The patient was monitored in the epilepsy-monitoring unit with video-EEG and was found to have clinical seizures with the inability to move the left arm, followed by a change in facial expression where he would appear stunned while attempting to reposition the left arm using the right. His larger seizures involved face pulling towards the left with head and eye deviation to the left followed by initial flexion, then extension of the left arm, and then flexion of the right arm and leg. Scalp EEG seizures involved the right frontocentral region (F4/C4) with subsequent spread to also involve the right centroparietal leads.

A 3-Tesla MRI brain scan study was normal; PET showed mild symmetric hypometabolism involving both temporal poles, and SPECT showed right posterior frontal hyperperfusion; MEG showed no interictal spikes but patient did have one clinical seizure while in the MEG machine and a spike cluster was noted in the right frontocentral region. At this point the patient’s seizure semiology was in agreement with a regional localization to the right frontocentral region of the brain.

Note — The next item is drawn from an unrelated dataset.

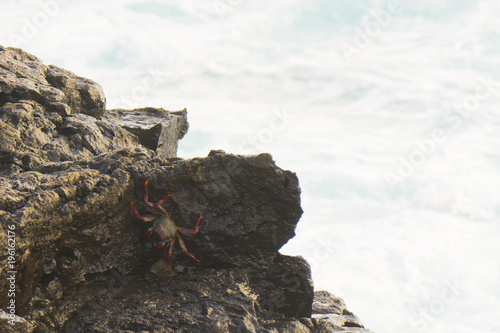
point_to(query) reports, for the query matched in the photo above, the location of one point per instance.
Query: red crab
(164, 230)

Whereas the MRI was nonlesional, the ictal SPECT, MEG, and scalp EEG were in agreement with the proposed hypothesis of localization of the seizure onset zone at the right frontocentral region. Surgical decision making at this point involved localizing the region of ictal onset and defining its relationship to functional cortex. Subdural grid and depth electrodes were recommended to accomplish these goals and after informed consent and discussion about the not insignificant risks of resection of the perirolandic cortex, the electrodes were implanted to target the right dorsolateral and mesial perirolandic, premotor and parietal cortex, and depth electrodes were placed in the precentral and posterior frontal regions to evaluate the areas of interest (Figure 18.3a).